İlk insanlar, çok eski çağlarda, kulübe ve ev yapmayı öğrenmeden önce, mağaralarda yaşarlardı. Şüphesiz mağaralarda, ısınıp rahat bir hayat süremiyorlardı. Ama hiç olmazsa vahşi hayvanlardan, soğuk havalardan, fırtınadan, yağmurdan, kardan korunabiliyorlardı. Bu da onlara yetiyordu. İlk insanlar, mağaralarına vahşî hayvanlar girmesin diye sürekli ateş yakarlardı.
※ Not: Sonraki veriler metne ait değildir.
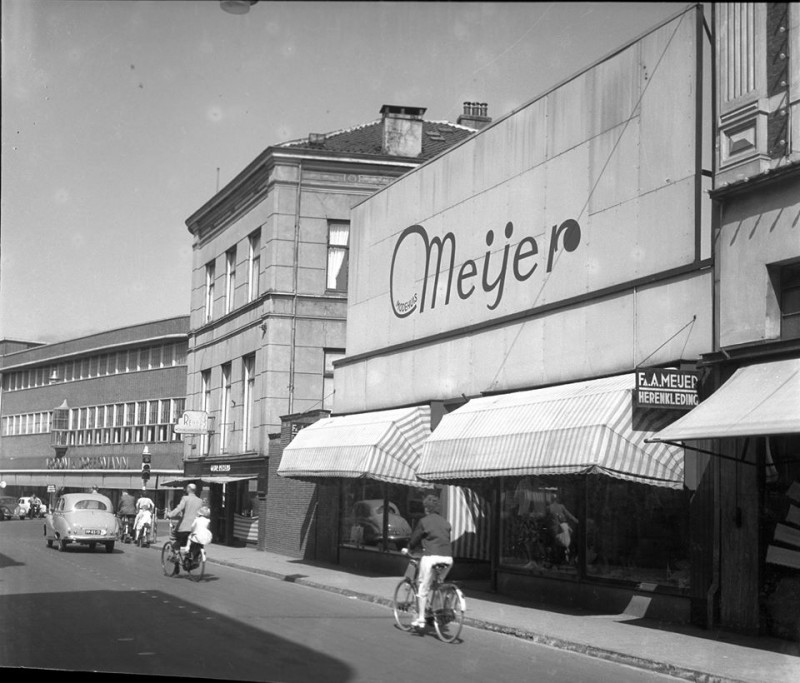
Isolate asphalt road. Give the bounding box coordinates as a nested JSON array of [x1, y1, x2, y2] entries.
[[0, 520, 688, 683]]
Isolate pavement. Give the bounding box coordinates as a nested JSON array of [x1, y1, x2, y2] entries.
[[173, 544, 800, 683]]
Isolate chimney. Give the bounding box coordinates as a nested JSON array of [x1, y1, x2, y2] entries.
[[456, 102, 492, 130], [381, 104, 425, 157]]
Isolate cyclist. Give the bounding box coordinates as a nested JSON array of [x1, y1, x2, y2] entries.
[[408, 494, 453, 628], [167, 484, 203, 550], [133, 486, 156, 542], [183, 505, 213, 561], [117, 491, 136, 536]]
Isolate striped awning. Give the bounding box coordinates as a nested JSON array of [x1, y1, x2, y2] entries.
[[655, 358, 800, 441], [278, 406, 431, 484], [417, 374, 683, 488]]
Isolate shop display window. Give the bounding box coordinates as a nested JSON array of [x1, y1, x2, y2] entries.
[[584, 476, 690, 590], [340, 479, 430, 551], [500, 475, 690, 591], [500, 477, 583, 574]]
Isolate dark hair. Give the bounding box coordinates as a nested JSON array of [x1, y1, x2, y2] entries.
[[422, 493, 442, 512]]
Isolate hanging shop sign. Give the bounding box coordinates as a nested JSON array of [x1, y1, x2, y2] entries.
[[172, 410, 210, 434], [633, 368, 700, 410]]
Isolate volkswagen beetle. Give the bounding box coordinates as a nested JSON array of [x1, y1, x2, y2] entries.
[[44, 493, 119, 553]]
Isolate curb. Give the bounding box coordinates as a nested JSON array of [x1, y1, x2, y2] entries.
[[208, 558, 748, 683]]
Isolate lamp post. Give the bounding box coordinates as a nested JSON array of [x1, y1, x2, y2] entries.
[[142, 444, 151, 489]]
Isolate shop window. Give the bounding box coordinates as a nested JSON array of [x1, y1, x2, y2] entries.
[[339, 479, 429, 551], [759, 435, 800, 640], [584, 477, 690, 589], [500, 477, 583, 574]]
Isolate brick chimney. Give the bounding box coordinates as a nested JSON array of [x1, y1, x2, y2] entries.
[[456, 102, 492, 130], [381, 104, 425, 157]]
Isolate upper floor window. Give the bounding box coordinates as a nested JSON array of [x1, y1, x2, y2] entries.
[[247, 230, 261, 301], [219, 363, 231, 453], [322, 350, 344, 410], [779, 263, 800, 339], [225, 247, 236, 313], [205, 261, 216, 322], [326, 221, 350, 292], [242, 353, 256, 451]]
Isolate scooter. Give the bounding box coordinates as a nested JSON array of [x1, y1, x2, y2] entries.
[[119, 515, 133, 543], [136, 522, 150, 548]]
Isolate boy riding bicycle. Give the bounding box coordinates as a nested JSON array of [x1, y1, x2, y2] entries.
[[408, 494, 453, 628]]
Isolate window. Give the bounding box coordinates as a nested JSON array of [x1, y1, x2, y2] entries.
[[158, 398, 170, 424], [205, 261, 216, 322], [322, 351, 344, 410], [780, 263, 800, 339], [219, 363, 231, 453], [225, 247, 236, 313], [247, 230, 261, 301], [173, 342, 189, 365], [242, 353, 256, 451], [147, 401, 158, 424], [200, 370, 211, 455], [326, 221, 350, 292]]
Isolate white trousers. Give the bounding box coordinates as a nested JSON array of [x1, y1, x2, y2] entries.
[[417, 555, 453, 620]]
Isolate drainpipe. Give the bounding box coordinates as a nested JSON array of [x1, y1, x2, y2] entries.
[[289, 161, 303, 415], [706, 448, 722, 630]]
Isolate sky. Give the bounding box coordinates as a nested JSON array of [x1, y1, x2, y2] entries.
[[0, 0, 687, 343]]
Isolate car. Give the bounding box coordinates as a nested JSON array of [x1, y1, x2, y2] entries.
[[44, 493, 119, 553], [353, 498, 411, 548], [0, 496, 17, 521]]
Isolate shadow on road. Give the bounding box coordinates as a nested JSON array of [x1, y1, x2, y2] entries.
[[0, 582, 354, 683]]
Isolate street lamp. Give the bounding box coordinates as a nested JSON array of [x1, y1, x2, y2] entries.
[[219, 0, 258, 14], [142, 444, 151, 488]]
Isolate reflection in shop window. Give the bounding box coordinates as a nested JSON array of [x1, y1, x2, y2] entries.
[[500, 476, 690, 590], [340, 479, 429, 551]]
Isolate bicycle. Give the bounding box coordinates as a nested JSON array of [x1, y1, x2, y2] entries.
[[393, 551, 467, 643], [161, 522, 206, 581], [119, 515, 135, 543]]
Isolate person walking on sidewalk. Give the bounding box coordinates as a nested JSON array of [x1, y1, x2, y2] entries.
[[408, 494, 453, 628]]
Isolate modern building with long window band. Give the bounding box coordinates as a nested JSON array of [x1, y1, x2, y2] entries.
[[0, 316, 189, 508]]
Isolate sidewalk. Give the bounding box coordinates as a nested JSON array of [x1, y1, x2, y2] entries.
[[197, 545, 800, 683]]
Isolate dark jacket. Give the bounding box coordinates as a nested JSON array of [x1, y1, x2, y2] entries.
[[408, 512, 453, 557], [117, 493, 136, 515], [167, 493, 203, 531]]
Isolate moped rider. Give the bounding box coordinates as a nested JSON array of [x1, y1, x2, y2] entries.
[[117, 491, 136, 536]]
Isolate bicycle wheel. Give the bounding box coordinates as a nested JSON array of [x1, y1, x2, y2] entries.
[[161, 541, 178, 576], [393, 579, 417, 631], [432, 584, 464, 643]]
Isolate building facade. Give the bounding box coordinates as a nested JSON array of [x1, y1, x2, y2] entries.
[[182, 104, 482, 554], [660, 3, 800, 641], [0, 316, 189, 507], [279, 7, 714, 621]]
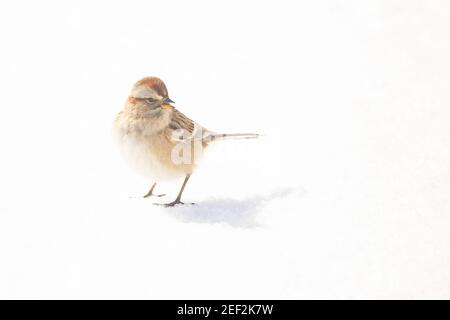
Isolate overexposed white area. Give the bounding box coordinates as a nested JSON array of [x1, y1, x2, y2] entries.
[[0, 0, 450, 299]]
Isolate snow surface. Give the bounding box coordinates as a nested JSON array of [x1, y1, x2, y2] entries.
[[0, 0, 450, 299]]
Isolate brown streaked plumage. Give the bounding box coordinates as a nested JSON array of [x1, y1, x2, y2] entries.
[[113, 77, 258, 206]]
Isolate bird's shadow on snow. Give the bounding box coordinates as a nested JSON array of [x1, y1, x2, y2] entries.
[[166, 188, 298, 228]]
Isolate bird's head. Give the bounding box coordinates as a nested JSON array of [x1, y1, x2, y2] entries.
[[130, 77, 174, 109]]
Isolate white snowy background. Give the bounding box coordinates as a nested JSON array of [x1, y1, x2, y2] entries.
[[0, 0, 450, 299]]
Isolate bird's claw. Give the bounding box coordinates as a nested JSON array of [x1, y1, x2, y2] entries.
[[144, 193, 166, 198], [154, 200, 195, 208]]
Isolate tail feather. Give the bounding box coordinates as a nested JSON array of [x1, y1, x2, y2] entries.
[[210, 133, 261, 141]]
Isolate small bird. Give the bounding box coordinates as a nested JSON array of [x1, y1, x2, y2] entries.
[[113, 77, 259, 207]]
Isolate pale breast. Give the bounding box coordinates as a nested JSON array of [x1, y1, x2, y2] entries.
[[113, 104, 197, 181]]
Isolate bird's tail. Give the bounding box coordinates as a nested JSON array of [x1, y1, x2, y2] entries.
[[209, 133, 261, 141]]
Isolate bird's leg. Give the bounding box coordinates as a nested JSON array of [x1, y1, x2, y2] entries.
[[158, 174, 191, 207], [144, 182, 165, 198]]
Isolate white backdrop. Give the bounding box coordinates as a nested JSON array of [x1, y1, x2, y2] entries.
[[0, 0, 450, 299]]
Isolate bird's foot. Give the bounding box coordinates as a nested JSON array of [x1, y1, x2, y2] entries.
[[144, 192, 166, 198], [154, 200, 195, 208]]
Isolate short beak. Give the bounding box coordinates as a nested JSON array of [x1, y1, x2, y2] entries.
[[163, 97, 175, 104], [161, 97, 175, 110]]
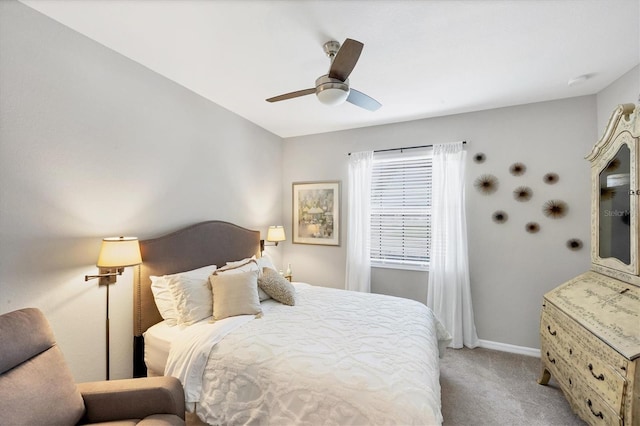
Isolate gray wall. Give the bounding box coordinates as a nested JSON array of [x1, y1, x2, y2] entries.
[[0, 1, 282, 381], [282, 96, 597, 348], [597, 65, 640, 137]]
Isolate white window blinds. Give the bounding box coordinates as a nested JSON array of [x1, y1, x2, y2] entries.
[[371, 150, 432, 269]]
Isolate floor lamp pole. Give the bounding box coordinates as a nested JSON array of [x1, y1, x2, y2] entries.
[[105, 284, 110, 380]]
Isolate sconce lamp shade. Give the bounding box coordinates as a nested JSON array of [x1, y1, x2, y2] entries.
[[267, 226, 287, 243], [96, 237, 142, 268]]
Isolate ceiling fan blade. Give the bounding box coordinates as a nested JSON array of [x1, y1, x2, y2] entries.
[[329, 38, 364, 81], [347, 89, 382, 111], [266, 87, 316, 102]]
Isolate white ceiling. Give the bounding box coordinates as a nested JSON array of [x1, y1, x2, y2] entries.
[[21, 0, 640, 137]]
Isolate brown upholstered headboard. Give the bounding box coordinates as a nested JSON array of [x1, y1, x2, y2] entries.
[[133, 220, 260, 377]]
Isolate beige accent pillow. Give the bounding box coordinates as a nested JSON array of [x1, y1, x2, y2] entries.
[[209, 270, 262, 320], [258, 268, 296, 306], [216, 256, 271, 302], [167, 275, 213, 325]]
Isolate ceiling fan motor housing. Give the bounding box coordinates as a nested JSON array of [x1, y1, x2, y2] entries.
[[316, 74, 349, 105]]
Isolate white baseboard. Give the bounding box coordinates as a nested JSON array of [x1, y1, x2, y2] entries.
[[478, 339, 540, 358]]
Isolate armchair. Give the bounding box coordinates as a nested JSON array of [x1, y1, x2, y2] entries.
[[0, 308, 185, 426]]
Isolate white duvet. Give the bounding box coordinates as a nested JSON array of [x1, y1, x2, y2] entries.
[[165, 284, 450, 425]]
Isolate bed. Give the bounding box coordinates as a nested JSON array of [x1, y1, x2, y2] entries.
[[134, 221, 450, 425]]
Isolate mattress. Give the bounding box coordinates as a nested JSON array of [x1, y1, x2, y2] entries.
[[145, 283, 450, 425]]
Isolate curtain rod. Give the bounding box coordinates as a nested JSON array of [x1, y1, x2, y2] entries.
[[349, 141, 467, 155]]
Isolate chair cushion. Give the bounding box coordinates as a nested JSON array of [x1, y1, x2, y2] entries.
[[0, 308, 84, 425]]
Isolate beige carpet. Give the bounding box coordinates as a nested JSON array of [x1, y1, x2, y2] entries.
[[440, 348, 585, 426], [187, 348, 585, 426]]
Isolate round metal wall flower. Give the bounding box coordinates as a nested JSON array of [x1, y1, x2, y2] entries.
[[567, 238, 582, 251], [524, 222, 540, 234], [542, 200, 569, 219], [491, 210, 509, 223], [473, 152, 487, 164], [509, 163, 527, 176], [542, 173, 560, 185], [473, 175, 498, 195], [513, 186, 533, 202]]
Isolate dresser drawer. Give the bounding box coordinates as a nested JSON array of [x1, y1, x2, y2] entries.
[[540, 301, 629, 377], [540, 304, 627, 414], [568, 369, 624, 426]]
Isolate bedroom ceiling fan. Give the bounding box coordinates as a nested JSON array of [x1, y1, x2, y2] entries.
[[267, 38, 382, 111]]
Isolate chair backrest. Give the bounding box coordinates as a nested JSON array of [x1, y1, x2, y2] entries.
[[0, 308, 84, 425]]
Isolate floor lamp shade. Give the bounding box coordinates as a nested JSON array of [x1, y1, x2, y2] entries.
[[267, 226, 287, 243], [96, 237, 142, 268]]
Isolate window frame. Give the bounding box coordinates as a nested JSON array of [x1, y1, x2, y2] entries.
[[369, 148, 433, 271]]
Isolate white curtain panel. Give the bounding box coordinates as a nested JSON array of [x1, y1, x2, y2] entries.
[[345, 151, 373, 293], [427, 142, 478, 348]]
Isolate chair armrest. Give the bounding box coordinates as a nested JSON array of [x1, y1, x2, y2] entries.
[[77, 376, 185, 423]]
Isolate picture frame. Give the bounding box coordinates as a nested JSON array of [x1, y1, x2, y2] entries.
[[291, 181, 341, 246]]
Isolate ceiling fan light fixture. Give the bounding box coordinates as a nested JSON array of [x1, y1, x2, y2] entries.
[[316, 75, 349, 106]]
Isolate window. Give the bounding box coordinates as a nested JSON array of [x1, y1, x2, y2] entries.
[[371, 150, 432, 270]]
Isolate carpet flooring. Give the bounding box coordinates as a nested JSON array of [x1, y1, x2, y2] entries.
[[440, 348, 586, 426]]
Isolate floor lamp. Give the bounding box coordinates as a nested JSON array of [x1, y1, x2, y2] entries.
[[84, 237, 142, 380]]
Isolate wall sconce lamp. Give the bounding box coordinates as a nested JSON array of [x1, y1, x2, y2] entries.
[[84, 237, 142, 380], [260, 225, 287, 252]]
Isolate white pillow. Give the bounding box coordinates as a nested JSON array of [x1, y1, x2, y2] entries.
[[149, 265, 216, 326], [150, 276, 178, 326], [169, 274, 213, 325], [209, 270, 262, 321]]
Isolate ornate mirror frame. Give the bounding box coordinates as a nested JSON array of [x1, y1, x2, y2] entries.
[[586, 104, 640, 285]]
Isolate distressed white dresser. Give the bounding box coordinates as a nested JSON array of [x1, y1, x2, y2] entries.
[[538, 104, 640, 426]]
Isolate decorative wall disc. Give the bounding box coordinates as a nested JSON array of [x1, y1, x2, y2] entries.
[[524, 222, 540, 234], [542, 173, 560, 185], [473, 152, 487, 164], [509, 163, 527, 176], [491, 210, 509, 223], [567, 238, 582, 251], [473, 175, 498, 195], [513, 186, 533, 202], [542, 200, 569, 219]]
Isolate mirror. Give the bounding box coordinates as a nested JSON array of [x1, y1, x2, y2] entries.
[[598, 144, 631, 265]]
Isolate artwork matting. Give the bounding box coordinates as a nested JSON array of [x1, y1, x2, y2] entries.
[[292, 181, 340, 246]]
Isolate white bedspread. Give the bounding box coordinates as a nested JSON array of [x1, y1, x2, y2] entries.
[[165, 284, 450, 425]]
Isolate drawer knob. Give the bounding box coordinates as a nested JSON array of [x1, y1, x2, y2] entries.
[[547, 351, 556, 364], [587, 399, 604, 419], [589, 364, 604, 380]]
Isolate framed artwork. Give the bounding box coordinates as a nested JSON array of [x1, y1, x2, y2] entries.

Vahşî hayvanların ateşten korktuklarını öğrenmek onlar için çok yararlı olmuştu. Eğer mağaralarında ateş yakmasını akıl edemeseydiler, insan soyu vahşî hayvanların yırtıcı dişleri arasında tükenecekti. Bugünün modern anlayışına göre ilk insanlar, pek düzensiz ve pasaklı insanlardı. Şu veya bu yüzden mağaraya giren pislik olduğu yerde bırakılır, yakılan ateşlerin külleri tas_devrikaldırılmaz, eti yenen hayvanların kemikleri de mağaranın içinde oraya buraya atılıp unutulurdu. Mağaralar, kelimenin gerçek anlamıyla bir çöplükten farksızdı. İlk insan, çeşitli silâh ve âletlerini de mağaranın bir köşesine kaldırmayı aklına getirmez, oraya buraya atıp bırakırlardı. Çoğu zaman bu âletler, küller, kemikler ve çeşitli pislikler arasında kaybolup giderdi. Bunlar da zamanla toprağa gömülür veya mağaranın yarı karanlığında ortadan kaybolurdu. Doğrusunu isterseniz, ilk insanların bu düzensizlikleri, kendileri için olmasa bile bizler için çok yararlı olmuştur. Tarihin ilk çağlarına ait bilgimizi, ilk insanların pisliğine, düzensizliğine borçluyuz desek yalan söylememiş oluruz. Eğer, o âletler, kemikler, mağaralarda toprağa gömülüp kalma-saydı, onların yaşayışları üzerinde hiç bilgi edinemeyecek-tik.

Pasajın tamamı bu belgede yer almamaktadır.